Doctrina jurisprudencial española sobre la suspensión cautelar de la prohibición de contratar con las entidades del sector público (STS 1115/2021, de 14 de septiembre de 2021)

La sentencia del Tribunal Supremo español (TS) de 14 de septiembre de 2001 (aquí) resuelve un recurso de casación interpuesto por el Abogado del Estado, en nombre y presentación de la Comisión Nacional de los Mercados y la Competencia (CNMC). La cuestión, declarada como de interés casacional objetivo, consiste en “aclarar, matizar, concretar o, en su caso, corregir la jurisprudencia sentada, entre otras, en la STS de 26 de mayo de 2016 (recurso de casación n.º 1488/2015) en relación con la suspensión cautelar de una prohibición de contratar en el ámbito de defensa de la competencia (aquí)”.

La prohibición de contratar fue impuesta como sanción por la CNMC como consecuencia de una infracción única y continuada consistente en el reparto de las licitaciones del servicio de transporte escolar convocadas por la Consejería competente de la Región de Murcia. Esta sanción está prevista en el artículo 71 de la Ley 9/2017, de 8 de noviembre, de Contratos del Sector Público (LCSP), previéndose dos posibles concreciones de la sanción: a) en la propia resolución sancionadora; o b) mediante procedimiento instruido al efecto y de acuerdo con lo establecido en el artículo 72.3 de la LCSP (“corresponderá al Ministro de Hacienda y Función Pública previa propuesta de la Junta Consultiva de Contratación Pública del Estado, o a los órganos que resulten competentes en el ámbito de las Comunidades Autónomas en el caso de la letra e) citada”). Esta segunda opción fue la acogida por la CNMC en el caso que resuelve el TS.

La AN consideró que la sanción de la CNMC tiene efecto ejecutivo, acordando por ello su suspensión; estimó que podrían ocasionarse perjuicios a la recurrente a la hora de presentarse a determinadas licitaciones sobre todo en el ámbito europeo, causando perjuicios irreversibles.

La impugnación de la sentencia de la AN se realizó por el Abogado del Estado desde una doble perspectiva: a) se cuestionó el efecto ejecutivo de la prohibición de contratar cuando aún no se ha determinado su alcance y duración, entendiendo que dicha prohibición no despliega efecto alguno en estas circunstancias; y b) se consideró que la mera remisión al organismo correspondiente para que incoe el procedimiento, tendente a determinar cuál deber ser el alcance y duración de la prohibición de contratar, no puede ser suspendida cautelarmente ya que no tiene efecto alguno sobre la posición jurídica del sancionado.

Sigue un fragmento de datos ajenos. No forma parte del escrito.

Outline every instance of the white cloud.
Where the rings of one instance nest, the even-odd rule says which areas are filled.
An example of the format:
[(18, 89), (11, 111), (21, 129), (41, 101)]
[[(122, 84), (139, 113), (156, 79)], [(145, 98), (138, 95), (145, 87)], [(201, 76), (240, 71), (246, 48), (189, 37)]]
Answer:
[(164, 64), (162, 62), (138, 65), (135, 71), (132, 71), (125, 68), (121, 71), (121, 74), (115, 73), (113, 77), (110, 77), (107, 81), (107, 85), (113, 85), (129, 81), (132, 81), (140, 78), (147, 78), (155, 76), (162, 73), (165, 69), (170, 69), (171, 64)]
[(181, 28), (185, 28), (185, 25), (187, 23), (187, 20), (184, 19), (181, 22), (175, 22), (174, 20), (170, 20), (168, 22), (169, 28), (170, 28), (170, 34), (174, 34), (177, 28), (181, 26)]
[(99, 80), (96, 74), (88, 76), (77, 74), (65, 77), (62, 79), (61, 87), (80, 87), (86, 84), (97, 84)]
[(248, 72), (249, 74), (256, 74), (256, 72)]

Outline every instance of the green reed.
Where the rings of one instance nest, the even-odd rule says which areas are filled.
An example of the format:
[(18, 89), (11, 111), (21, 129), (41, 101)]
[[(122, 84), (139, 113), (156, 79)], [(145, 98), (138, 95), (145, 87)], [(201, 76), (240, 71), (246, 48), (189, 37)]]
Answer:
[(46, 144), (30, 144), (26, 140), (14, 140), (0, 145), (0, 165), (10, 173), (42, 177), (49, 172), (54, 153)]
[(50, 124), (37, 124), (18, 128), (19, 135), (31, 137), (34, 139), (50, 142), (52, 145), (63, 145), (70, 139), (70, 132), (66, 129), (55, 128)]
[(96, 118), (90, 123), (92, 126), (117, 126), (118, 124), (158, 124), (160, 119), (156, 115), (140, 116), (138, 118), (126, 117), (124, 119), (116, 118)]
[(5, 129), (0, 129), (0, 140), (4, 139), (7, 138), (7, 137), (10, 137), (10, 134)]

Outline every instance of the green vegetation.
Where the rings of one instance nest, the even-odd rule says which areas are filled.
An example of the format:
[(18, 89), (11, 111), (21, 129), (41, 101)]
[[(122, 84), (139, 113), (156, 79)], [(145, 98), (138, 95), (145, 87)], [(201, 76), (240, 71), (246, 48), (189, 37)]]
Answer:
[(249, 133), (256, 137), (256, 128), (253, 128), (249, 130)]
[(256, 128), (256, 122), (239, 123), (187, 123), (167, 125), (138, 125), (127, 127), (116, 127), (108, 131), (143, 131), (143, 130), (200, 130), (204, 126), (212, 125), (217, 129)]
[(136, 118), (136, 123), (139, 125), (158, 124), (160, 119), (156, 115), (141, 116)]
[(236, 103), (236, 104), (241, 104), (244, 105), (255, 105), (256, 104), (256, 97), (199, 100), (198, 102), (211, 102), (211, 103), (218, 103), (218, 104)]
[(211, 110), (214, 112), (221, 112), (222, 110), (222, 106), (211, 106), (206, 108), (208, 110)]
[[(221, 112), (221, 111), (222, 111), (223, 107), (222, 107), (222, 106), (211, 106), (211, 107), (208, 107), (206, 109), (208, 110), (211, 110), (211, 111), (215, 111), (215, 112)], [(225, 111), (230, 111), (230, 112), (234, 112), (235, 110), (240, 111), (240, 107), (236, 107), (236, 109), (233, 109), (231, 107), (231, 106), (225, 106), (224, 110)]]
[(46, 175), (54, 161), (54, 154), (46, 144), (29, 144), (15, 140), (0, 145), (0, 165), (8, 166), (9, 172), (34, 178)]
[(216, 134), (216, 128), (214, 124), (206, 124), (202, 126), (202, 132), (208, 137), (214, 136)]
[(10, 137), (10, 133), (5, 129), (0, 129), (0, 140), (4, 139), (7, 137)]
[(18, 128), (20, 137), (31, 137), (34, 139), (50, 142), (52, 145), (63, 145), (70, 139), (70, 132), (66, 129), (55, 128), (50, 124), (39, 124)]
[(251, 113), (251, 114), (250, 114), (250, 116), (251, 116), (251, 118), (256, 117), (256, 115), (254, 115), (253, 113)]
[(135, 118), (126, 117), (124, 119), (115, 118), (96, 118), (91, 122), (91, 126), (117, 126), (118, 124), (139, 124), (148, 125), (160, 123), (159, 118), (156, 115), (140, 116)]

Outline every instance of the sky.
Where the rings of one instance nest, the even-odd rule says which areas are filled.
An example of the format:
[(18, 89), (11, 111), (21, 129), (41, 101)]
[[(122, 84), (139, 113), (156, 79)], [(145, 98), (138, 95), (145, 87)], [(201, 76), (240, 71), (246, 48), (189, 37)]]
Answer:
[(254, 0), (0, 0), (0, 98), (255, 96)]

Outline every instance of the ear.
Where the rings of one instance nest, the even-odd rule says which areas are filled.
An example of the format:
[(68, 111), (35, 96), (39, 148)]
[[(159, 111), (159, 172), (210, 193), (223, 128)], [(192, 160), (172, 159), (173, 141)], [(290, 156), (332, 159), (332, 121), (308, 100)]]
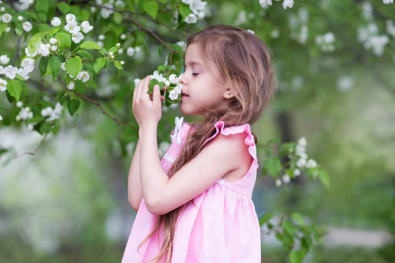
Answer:
[(225, 90), (225, 92), (224, 93), (224, 97), (225, 99), (228, 100), (229, 99), (232, 99), (232, 98), (234, 98), (235, 93), (233, 91), (231, 90), (230, 88), (228, 88), (226, 89), (226, 90)]

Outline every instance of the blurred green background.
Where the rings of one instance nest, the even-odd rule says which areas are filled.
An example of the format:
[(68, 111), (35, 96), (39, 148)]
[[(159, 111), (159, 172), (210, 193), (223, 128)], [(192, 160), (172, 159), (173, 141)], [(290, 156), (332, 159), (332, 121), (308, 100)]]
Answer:
[[(206, 18), (191, 30), (237, 25), (253, 30), (272, 51), (278, 89), (253, 126), (259, 143), (305, 136), (309, 156), (331, 177), (327, 188), (303, 176), (277, 187), (260, 175), (253, 195), (258, 215), (297, 211), (324, 227), (326, 237), (306, 263), (395, 262), (395, 29), (388, 22), (393, 24), (395, 5), (306, 0), (284, 9), (275, 1), (269, 8), (257, 0), (208, 2)], [(330, 35), (322, 37), (327, 42), (317, 38), (329, 32), (333, 42)], [(387, 43), (375, 41), (383, 35)], [(0, 41), (1, 52), (11, 49), (7, 39)], [(119, 97), (113, 104), (103, 100), (106, 110), (132, 114), (122, 86), (162, 63), (157, 47), (144, 46), (134, 58), (135, 75), (118, 77), (109, 69), (100, 76), (98, 96)], [(137, 134), (87, 103), (74, 117), (64, 114), (60, 131), (34, 156), (23, 153), (34, 151), (42, 136), (0, 122), (0, 148), (6, 150), (0, 155), (0, 262), (121, 259), (135, 215), (126, 182)], [(172, 108), (164, 115), (162, 146), (179, 114)], [(261, 169), (264, 153), (258, 151)], [(262, 255), (262, 262), (287, 262), (281, 245), (264, 233)]]

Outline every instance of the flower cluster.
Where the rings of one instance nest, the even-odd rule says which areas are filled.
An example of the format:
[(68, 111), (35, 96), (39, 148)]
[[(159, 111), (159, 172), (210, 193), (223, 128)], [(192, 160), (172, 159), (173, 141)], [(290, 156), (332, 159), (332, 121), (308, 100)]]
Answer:
[[(72, 35), (71, 40), (74, 43), (79, 43), (84, 38), (83, 35), (80, 32), (81, 30), (84, 34), (87, 34), (93, 29), (93, 26), (91, 26), (89, 21), (82, 21), (80, 26), (76, 20), (76, 16), (71, 13), (66, 15), (66, 24), (65, 25), (65, 30), (70, 33)], [(61, 21), (59, 17), (55, 17), (51, 21), (51, 24), (54, 27), (60, 25)]]
[(207, 2), (201, 0), (181, 0), (181, 1), (189, 5), (189, 9), (192, 12), (184, 20), (186, 23), (195, 24), (198, 22), (198, 19), (201, 19), (205, 16), (204, 10)]
[(292, 178), (300, 176), (302, 171), (305, 169), (313, 169), (317, 167), (317, 162), (313, 159), (309, 158), (306, 152), (307, 140), (306, 137), (301, 137), (295, 145), (289, 144), (287, 156), (290, 160), (289, 169), (287, 169), (281, 179), (276, 181), (276, 185), (279, 187), (283, 183), (288, 184)]
[[(175, 74), (171, 74), (168, 77), (163, 75), (163, 74), (159, 74), (158, 71), (155, 71), (152, 75), (151, 75), (151, 80), (150, 82), (150, 91), (152, 92), (152, 88), (155, 85), (159, 85), (160, 88), (163, 86), (166, 87), (165, 98), (168, 98), (170, 101), (166, 100), (166, 102), (171, 104), (180, 102), (181, 100), (181, 90), (182, 85), (180, 83), (181, 76), (177, 76)], [(135, 87), (137, 87), (141, 79), (136, 78), (134, 79)]]
[(330, 52), (335, 50), (333, 42), (335, 42), (335, 35), (332, 32), (328, 32), (325, 35), (316, 37), (316, 43), (321, 48), (323, 52)]

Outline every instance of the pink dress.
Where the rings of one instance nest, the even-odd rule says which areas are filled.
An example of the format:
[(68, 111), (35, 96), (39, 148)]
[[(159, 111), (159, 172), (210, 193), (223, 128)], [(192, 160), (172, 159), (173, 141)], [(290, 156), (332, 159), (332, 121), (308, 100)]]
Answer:
[[(245, 133), (244, 142), (253, 160), (244, 177), (234, 182), (220, 179), (186, 206), (176, 227), (171, 263), (260, 263), (260, 229), (251, 199), (258, 168), (254, 137), (248, 124), (225, 127), (223, 122), (219, 121), (215, 127), (216, 133), (207, 141), (220, 132), (226, 136)], [(163, 155), (161, 163), (166, 173), (180, 153), (190, 128), (186, 123), (182, 124), (181, 145), (174, 142)], [(160, 247), (157, 234), (137, 250), (140, 242), (153, 229), (156, 219), (147, 210), (143, 199), (122, 263), (148, 262), (158, 254)], [(161, 233), (159, 235), (160, 239)]]

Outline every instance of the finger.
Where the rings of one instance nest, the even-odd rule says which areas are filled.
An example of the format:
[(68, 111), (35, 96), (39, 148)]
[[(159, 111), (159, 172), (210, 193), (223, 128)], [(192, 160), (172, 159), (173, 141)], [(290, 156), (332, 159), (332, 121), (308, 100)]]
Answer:
[(154, 95), (153, 96), (152, 104), (154, 107), (160, 107), (160, 91), (159, 90), (159, 85), (155, 85), (154, 86)]

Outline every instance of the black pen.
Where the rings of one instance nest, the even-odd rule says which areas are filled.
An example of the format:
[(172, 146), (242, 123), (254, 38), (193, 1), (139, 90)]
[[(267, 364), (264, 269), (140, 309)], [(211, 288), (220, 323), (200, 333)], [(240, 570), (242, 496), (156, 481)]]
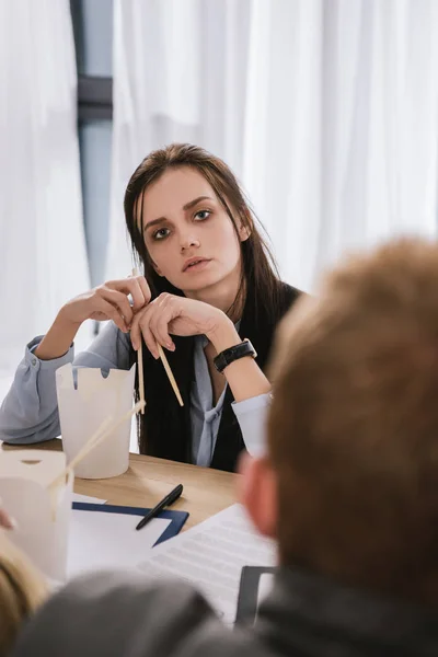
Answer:
[(183, 492), (183, 484), (178, 484), (176, 486), (176, 488), (173, 488), (173, 491), (171, 491), (171, 493), (169, 493), (169, 495), (163, 497), (163, 499), (161, 502), (159, 502), (158, 505), (153, 507), (153, 509), (148, 511), (146, 514), (145, 518), (141, 518), (141, 520), (137, 525), (136, 529), (141, 529), (142, 527), (145, 527), (145, 525), (147, 525), (149, 522), (149, 520), (152, 520), (152, 518), (158, 516), (159, 512), (164, 509), (164, 507), (173, 504), (180, 497), (182, 492)]

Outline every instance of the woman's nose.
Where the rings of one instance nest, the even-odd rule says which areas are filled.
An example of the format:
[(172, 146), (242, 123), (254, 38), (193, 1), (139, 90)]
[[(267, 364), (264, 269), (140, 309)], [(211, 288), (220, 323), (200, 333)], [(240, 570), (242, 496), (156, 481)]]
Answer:
[(184, 235), (181, 238), (181, 252), (187, 251), (187, 249), (199, 247), (199, 240), (195, 235)]

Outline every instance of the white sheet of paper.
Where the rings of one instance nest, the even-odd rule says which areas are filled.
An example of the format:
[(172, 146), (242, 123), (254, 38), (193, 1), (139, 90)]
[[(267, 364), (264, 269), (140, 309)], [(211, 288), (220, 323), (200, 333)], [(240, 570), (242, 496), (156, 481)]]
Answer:
[(67, 576), (89, 570), (136, 568), (171, 520), (153, 518), (136, 531), (141, 516), (81, 511), (71, 514)]
[(185, 579), (204, 592), (227, 624), (234, 623), (243, 566), (276, 565), (274, 541), (255, 532), (235, 504), (157, 545), (139, 568), (153, 577)]
[(72, 502), (87, 502), (87, 504), (105, 504), (106, 499), (101, 499), (100, 497), (89, 497), (88, 495), (73, 493)]

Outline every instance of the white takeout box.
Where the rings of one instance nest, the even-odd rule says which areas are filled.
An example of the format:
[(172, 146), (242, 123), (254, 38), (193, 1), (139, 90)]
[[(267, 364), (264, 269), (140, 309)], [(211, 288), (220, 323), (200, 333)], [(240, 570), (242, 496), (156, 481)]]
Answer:
[(16, 520), (8, 532), (50, 579), (66, 579), (73, 475), (48, 488), (66, 469), (66, 454), (36, 449), (0, 452), (0, 498)]
[[(135, 373), (135, 365), (130, 370), (111, 369), (107, 377), (100, 369), (79, 367), (76, 389), (70, 362), (56, 371), (62, 445), (68, 462), (108, 416), (117, 422), (130, 411)], [(78, 463), (74, 475), (107, 479), (123, 474), (129, 465), (129, 439), (130, 418)]]

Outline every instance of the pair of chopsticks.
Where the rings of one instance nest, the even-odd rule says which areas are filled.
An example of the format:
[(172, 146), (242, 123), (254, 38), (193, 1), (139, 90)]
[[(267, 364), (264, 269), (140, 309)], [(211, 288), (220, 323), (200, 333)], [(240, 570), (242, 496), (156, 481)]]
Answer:
[(76, 457), (70, 461), (70, 463), (66, 466), (66, 469), (48, 485), (48, 488), (54, 491), (57, 486), (62, 484), (66, 481), (69, 472), (74, 470), (74, 468), (99, 445), (101, 445), (113, 431), (118, 429), (120, 425), (123, 425), (127, 419), (129, 419), (132, 415), (138, 413), (145, 406), (145, 402), (138, 402), (130, 411), (125, 413), (119, 419), (113, 419), (113, 416), (110, 415), (106, 417), (99, 429), (91, 436), (89, 440), (87, 440), (85, 445)]
[[(139, 270), (137, 267), (135, 267), (132, 269), (132, 276), (139, 276)], [(183, 397), (181, 396), (180, 389), (175, 381), (175, 377), (173, 376), (173, 372), (171, 370), (171, 366), (169, 365), (168, 358), (163, 351), (163, 347), (160, 345), (160, 343), (157, 343), (157, 348), (158, 348), (159, 356), (161, 358), (161, 362), (163, 364), (163, 367), (165, 369), (165, 373), (168, 374), (169, 381), (171, 382), (171, 385), (173, 388), (173, 392), (175, 393), (175, 396), (180, 403), (180, 406), (184, 406)], [(145, 376), (143, 376), (143, 345), (142, 345), (141, 339), (140, 339), (140, 346), (137, 351), (137, 361), (138, 361), (138, 389), (139, 389), (139, 393), (140, 393), (140, 402), (142, 402), (141, 413), (143, 414), (146, 402), (145, 402)]]

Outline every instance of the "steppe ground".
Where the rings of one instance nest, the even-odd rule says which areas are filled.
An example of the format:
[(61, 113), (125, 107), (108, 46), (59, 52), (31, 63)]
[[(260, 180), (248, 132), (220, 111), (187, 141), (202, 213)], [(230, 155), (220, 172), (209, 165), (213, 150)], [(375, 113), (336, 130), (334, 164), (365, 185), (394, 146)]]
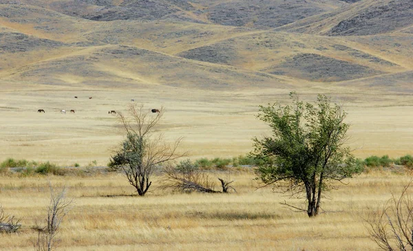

En respuesta a estas cuestiones el TS establece la siguiente doctrina jurisprudencial:

La cuestión de interés casacional planteada consiste en determinar si la declarada prohibición de contratar que incluye la resolución sancionadora dictada por la CNMC ha de entenderse inmediatamente ejecutiva a los efectos de su eventual suspensión cautelar o, por el contrario, la ejecutividad de dicha medida se produce en un momento posterior tras la tramitación del procedimiento correspondiente ante la Junta Consultiva de Contratación Pública del Estado.

A tal efecto debe afirmarse que la prohibición de contratar acordada por la CNMC al amparo del art. 71.1. b) de la LCSP es una limitación anudada a la imposición de una sanción firme por una infracción grave en determinadas materias.

Los efectos de la prohibición de contratar solo se producen, y la limitación solo es ejecutiva, desde el momento en el que se concreta el alcance y duración de la prohibición, bien en la propia resolución sancionadora bien a través del procedimiento correspondiente y, en este último caso, una vez inscrita en el registro.

Ello no impide que el órgano judicial, por vía cautelar, pueda suspender la remisión a la Junta Consultiva de Contratación Pública del Estado cuando, entre otros supuestos, haya considerado necesario suspender cautelarmente la sanción a la que va anudada.